She’d even briefly considered buying herself the ring
 
out of Roddy’s small life insurance – but that had seemed far too frivolous.

‘Oh . . . my . . . God,’ she managed finally in a low and breathy voice.

Gray’s eyes were trained on her face, waiting for the smile to break and the overwhelming ‘yes’ of renewed commitment to come.

Instead, Annie asked, ‘What about Marilyn?’

Before he could make any excuse or fresh fib or cover up, she added simply, ‘I know you saw her yesterday.’ And with those words she wondered when he had bought the ring.
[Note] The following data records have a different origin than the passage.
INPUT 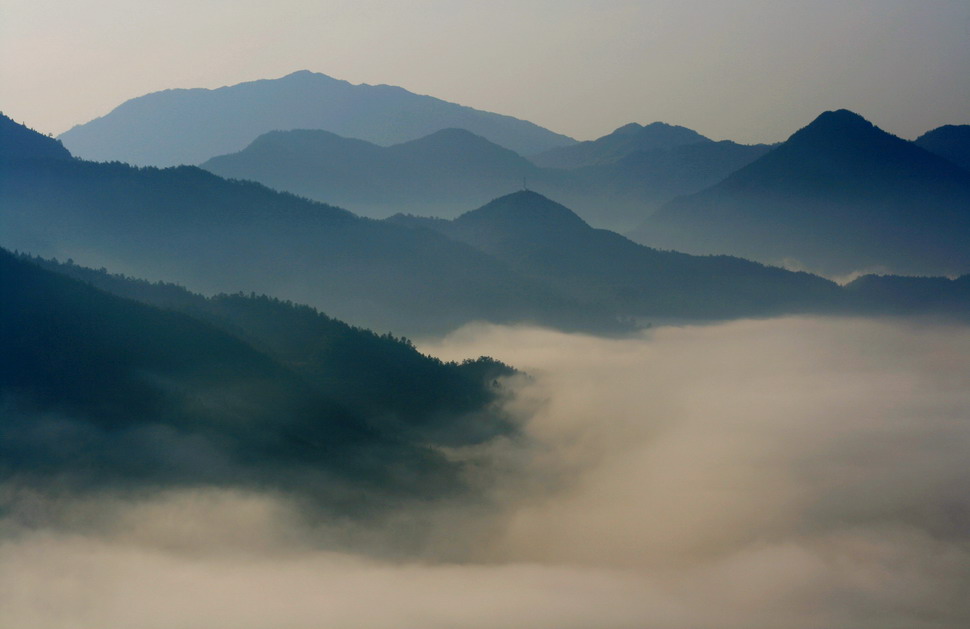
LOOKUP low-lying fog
[0,318,970,629]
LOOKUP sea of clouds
[0,318,970,629]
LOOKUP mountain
[845,275,970,321]
[0,117,616,336]
[60,70,574,166]
[530,122,711,168]
[202,129,539,218]
[631,110,970,275]
[552,140,770,232]
[0,113,71,162]
[392,191,841,320]
[0,250,513,512]
[202,125,768,229]
[914,124,970,170]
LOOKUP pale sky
[0,0,970,142]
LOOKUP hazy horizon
[0,0,970,142]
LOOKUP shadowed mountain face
[0,250,512,512]
[631,110,970,275]
[530,122,711,168]
[202,123,768,229]
[914,124,970,171]
[392,192,841,319]
[0,114,71,162]
[60,71,575,166]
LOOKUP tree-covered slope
[60,71,574,166]
[631,110,970,275]
[0,250,512,510]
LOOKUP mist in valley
[7,317,970,629]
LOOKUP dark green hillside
[0,113,71,163]
[913,124,970,171]
[24,259,512,445]
[0,251,510,509]
[394,192,841,319]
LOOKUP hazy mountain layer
[631,110,970,275]
[0,114,71,162]
[914,124,970,171]
[530,122,711,168]
[60,71,574,166]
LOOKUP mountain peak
[454,190,590,233]
[0,113,71,160]
[789,109,888,141]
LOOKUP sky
[0,0,970,142]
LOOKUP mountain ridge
[631,110,970,275]
[59,71,575,166]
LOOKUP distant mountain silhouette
[845,275,970,321]
[631,110,970,275]
[552,140,771,232]
[60,70,575,166]
[0,117,617,335]
[392,191,841,319]
[202,125,768,229]
[530,122,711,168]
[0,113,71,162]
[914,124,970,171]
[0,250,511,513]
[202,129,539,218]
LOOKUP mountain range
[59,70,575,166]
[913,124,970,170]
[631,110,970,275]
[202,123,769,230]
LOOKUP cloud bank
[0,318,970,629]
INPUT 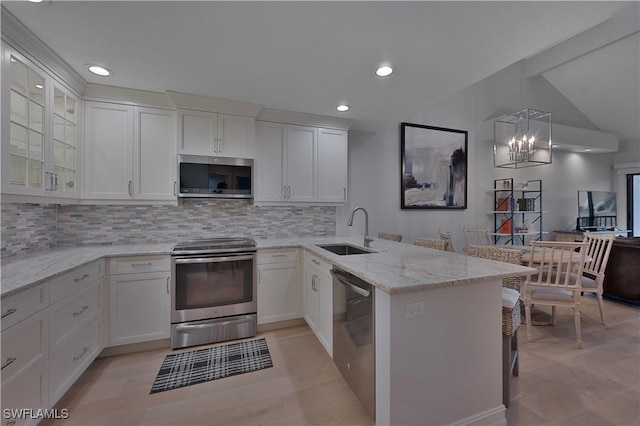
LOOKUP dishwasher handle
[331,270,371,297]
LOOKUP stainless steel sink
[317,244,376,256]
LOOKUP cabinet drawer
[49,260,104,304]
[1,310,49,385]
[50,280,104,353]
[257,248,300,265]
[49,317,102,406]
[109,256,171,275]
[2,283,49,331]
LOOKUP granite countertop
[0,237,531,297]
Before seeing his wife? Afterwards? Today? At some early morning fabulous diamond store? Or in the days before the big row? It seemed important to know.

A splutter emerged from Gray in response to her question.

‘Marilyn . . . well . . .’ he stammered, ‘she wanted to have a chat about the divorce . . . how things were going with me. And I didn’t tell you because I didn’t want you to think—’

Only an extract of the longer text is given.